Consider every service as Connect capable by default. If set to true, Traefik will consider every Consul Catalog service to be Connect capable by default. The option can be overridden on an instance basis with the traefik.consulcatalog.connect tag.

[providers.consulCatalog]
  connectByDefault = true
  # ...
providers:
  consulCatalog:
    connectByDefault: true
    # ...
--providers.consulcatalog.connectByDefault=true
# ...

serviceName

Optional, Default="traefik"

Name of the Traefik service in Consul Catalog.

[providers.consulCatalog]
  serviceName = "test"
  # ...
providers:
  consulCatalog:
    serviceName: test
    # ...
--providers.consulcatalog.serviceName=test
# ...

constraints

Optional, Default=""

The constraints option can be set to an expression that Traefik matches against the service tags to determine whether to create any route for that service. If none of the service tags match the expression, no route for that service is created. If the expression is empty, all detected services are included.
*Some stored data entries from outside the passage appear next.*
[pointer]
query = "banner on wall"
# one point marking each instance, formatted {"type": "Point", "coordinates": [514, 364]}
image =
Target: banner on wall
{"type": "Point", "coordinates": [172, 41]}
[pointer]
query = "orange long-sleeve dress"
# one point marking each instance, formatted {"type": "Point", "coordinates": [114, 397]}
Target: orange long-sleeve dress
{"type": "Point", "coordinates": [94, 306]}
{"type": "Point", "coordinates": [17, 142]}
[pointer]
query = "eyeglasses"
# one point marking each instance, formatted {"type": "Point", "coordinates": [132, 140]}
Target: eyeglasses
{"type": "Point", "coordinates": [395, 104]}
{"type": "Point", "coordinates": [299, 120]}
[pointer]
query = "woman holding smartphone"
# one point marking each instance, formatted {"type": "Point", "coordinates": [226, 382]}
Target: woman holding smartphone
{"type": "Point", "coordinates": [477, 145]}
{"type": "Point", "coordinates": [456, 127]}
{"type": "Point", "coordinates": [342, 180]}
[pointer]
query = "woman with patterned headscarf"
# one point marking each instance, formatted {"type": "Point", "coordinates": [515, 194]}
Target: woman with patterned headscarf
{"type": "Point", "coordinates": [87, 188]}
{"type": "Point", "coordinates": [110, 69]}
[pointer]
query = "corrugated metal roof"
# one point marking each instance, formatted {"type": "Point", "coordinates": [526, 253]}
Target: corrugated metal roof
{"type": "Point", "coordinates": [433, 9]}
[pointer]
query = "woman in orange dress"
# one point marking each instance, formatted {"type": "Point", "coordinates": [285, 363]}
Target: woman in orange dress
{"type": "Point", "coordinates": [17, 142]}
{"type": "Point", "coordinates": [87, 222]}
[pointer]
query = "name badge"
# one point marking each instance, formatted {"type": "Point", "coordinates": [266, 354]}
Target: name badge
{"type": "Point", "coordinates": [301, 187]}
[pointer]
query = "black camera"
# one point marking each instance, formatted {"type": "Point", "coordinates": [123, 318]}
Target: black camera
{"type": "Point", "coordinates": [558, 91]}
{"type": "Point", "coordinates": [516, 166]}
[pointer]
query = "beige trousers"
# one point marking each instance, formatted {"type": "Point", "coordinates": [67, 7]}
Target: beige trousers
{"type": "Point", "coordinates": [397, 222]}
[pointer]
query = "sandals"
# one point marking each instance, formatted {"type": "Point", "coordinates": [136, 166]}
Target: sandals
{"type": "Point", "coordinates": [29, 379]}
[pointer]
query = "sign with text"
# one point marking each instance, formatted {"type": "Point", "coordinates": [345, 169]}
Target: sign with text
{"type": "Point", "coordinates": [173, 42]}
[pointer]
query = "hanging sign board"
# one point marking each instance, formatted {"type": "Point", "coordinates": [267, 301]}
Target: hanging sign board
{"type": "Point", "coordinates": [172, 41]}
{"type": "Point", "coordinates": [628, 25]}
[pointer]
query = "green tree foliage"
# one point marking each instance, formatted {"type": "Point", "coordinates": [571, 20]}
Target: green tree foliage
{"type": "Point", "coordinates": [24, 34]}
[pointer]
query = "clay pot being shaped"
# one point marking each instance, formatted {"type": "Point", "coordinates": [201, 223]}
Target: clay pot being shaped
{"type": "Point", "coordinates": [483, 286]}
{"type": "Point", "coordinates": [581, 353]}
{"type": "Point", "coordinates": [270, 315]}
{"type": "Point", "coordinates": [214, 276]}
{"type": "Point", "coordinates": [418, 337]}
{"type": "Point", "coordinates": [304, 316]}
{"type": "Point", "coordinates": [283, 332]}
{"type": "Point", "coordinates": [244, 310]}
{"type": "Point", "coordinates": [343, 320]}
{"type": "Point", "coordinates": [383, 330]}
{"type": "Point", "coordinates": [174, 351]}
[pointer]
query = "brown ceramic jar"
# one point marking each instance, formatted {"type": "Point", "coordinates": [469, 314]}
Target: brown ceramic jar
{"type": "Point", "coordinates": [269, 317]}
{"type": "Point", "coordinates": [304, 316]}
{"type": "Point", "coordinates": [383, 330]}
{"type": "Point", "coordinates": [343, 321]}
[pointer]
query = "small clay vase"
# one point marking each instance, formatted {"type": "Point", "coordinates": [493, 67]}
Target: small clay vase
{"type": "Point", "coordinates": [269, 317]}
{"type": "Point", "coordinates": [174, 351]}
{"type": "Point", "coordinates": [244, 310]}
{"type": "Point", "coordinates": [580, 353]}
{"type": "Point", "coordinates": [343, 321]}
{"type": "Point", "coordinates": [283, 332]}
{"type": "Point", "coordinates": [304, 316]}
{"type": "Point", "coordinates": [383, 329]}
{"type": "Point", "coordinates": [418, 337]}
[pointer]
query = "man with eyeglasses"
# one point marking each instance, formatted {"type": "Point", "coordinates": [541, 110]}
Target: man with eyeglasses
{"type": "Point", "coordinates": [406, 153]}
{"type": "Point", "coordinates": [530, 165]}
The expression syntax is based on the Tag(`tag`), and TagRegex(`tag`) functions, as well as the usual boolean logic, as shown in examples below.

??? example "Constraints Expression Examples"

```toml
# Includes only services having the tag `a.tag.name=foo`
constraints = "Tag(`a.tag.name=foo`)"
```

```toml
# Excludes services having any tag `a.tag.name=foo`
constraints = "!Tag(`a.tag.name=foo`)"
```

```toml
# With logical AND.
constraints = "Tag(`a.tag.name`) && Tag(`another.tag.name`)"
```

```toml
# With logical OR.
constraints = "Tag(`a.tag.name`) || Tag(`another.tag.name`)"
```

```toml
# With logical AND and OR, with precedence set by parentheses.
constraints = "Tag(`a.tag.name`) && (Tag(`another.tag.name`) || Tag(`yet.another.tag.name`))"
```

```toml
# Includes only services having a tag matching the `a\.tag\.t.+` regular expression.
constraints = "TagRegex(`a\.tag\.t.+`)"
```
providers:
  consulCatalog:
    constraints: "Tag(`a.tag.name`)"
    # ...
[providers.consulCatalog]
  constraints = "Tag(`a.tag.name`)"
  # ...
--providers.consulcatalog.constraints="Tag(`a.tag.name`)"
# ...

For additional information, refer to Restrict the Scope of Service Discovery.